1. In the term “Gowers' bundle” or “tract” all the ascending ventro‐lateral fibres should be included and not the spino‐cerebellar fibres only.2. If a lesion in the lower thoracic region injures only ventro‐lateral fibres, it is found on tracing the resulting degeneration upwards that there is a gradual transference of spino‐cerebellar fibres from the region of Gowers' bundle to that of Flechsig's, these transferred fibres being distributed to the cerebellum by way of the restiform body along with the other fibres of Flechsig's tract.3. The ventral spino‐cerebellar fibres arise from the lower cells of Clarke's column of the same side. These cells become chromatolysed as the result of ventro‐lateral lesions which involve the bundle of Gowers only. On the other hand, if the dorsal cerebellar tract of the cord alone is injured, or the inferior cerebellar peduncle divided, most of the cells at the lower extremity of Clarke's column do not undergo chromatolysis.4. The dorsal and ventral spino‐cerebellar fibres must no longer be regarded as two distinct and separate systems. They form parts of one and the same system, and connect the cells of Clarke's column of the same side with the cerebellum.

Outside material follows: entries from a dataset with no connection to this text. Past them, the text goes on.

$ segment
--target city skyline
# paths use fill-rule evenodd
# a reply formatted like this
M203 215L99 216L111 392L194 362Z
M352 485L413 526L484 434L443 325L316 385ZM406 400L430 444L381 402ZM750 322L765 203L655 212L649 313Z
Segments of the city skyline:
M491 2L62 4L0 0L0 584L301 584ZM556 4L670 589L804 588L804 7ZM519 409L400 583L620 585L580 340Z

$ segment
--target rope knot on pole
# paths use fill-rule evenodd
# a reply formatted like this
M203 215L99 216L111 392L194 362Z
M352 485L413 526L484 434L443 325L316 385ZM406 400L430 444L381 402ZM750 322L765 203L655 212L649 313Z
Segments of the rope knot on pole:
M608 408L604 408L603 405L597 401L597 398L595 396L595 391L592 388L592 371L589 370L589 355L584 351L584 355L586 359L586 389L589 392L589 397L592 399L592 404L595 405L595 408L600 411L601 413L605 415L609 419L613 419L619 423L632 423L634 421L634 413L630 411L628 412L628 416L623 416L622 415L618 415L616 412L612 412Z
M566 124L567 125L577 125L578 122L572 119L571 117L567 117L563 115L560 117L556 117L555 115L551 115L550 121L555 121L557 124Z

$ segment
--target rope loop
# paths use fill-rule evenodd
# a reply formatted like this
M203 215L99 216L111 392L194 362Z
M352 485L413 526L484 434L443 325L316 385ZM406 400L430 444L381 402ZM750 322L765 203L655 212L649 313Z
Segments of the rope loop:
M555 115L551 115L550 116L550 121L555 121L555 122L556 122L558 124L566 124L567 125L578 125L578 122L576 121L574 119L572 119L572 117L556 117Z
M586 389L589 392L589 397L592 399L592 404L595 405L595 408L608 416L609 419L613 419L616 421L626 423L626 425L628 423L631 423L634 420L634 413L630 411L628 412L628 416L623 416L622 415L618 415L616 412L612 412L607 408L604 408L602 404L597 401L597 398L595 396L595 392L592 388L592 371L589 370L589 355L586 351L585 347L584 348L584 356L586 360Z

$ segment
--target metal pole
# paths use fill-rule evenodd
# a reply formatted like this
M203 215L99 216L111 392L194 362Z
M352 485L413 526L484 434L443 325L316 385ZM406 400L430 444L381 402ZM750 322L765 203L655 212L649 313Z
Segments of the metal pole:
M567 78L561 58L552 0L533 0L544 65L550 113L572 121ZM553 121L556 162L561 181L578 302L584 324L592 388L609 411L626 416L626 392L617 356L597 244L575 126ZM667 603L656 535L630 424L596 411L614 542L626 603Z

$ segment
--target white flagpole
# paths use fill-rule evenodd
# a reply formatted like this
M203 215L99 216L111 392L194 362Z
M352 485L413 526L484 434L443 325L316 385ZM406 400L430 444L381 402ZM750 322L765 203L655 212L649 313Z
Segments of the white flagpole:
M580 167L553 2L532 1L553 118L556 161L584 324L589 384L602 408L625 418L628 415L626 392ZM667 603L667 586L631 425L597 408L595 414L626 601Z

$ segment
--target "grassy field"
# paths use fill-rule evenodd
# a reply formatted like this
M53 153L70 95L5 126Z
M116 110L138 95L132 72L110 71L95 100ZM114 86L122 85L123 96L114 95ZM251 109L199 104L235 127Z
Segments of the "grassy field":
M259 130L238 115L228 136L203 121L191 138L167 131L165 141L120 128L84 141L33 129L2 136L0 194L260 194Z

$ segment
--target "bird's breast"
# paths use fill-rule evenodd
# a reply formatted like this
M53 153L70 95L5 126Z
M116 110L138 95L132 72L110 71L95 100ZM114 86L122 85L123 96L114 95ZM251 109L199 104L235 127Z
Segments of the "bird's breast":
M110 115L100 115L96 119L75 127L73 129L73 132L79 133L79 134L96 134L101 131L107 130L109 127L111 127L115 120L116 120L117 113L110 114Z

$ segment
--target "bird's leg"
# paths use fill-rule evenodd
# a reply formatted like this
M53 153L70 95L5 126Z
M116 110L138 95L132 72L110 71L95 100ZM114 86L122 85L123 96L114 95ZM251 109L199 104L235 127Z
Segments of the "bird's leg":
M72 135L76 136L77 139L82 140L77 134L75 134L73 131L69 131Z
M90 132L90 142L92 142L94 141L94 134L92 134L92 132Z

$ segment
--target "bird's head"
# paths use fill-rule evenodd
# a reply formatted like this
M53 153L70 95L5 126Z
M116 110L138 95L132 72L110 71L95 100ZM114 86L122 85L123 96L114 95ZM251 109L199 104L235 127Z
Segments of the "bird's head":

This system divides at the level of the medulla oblongata, the greater number of fibres passing to the vermis cerebelli by the inferior cerebellar peduncle, a smaller number passing to the vermis by the superior cerebellar peduncle.5. The ventral cerebellar fibres lie mostly at the periphery of Gowers' bundle, and are not appreciably different in size from the dorsal cerebellar fibres. The fibres lying more centrally are, for the most part, smaller and finer. These do not pass to the cerebellum but to successive segments of the cord, to the lateral nucleus of the medulla oblongata, to the pons, to the anterior and posterior colliculus of both sides, to the substantia nigra of the same side, and to the thalamus of the same side.6. The spino‐vestibular tract, and the dorsal and ventral collateral plexuses, which have been considered to arise from the dorsal cerebellar tract, may take origin also from the transferred fibres of the tract of Gowers.7. Section of the spino‐cerebellar tracts in the spinal cord of the monkey produces no permanent physiological effect.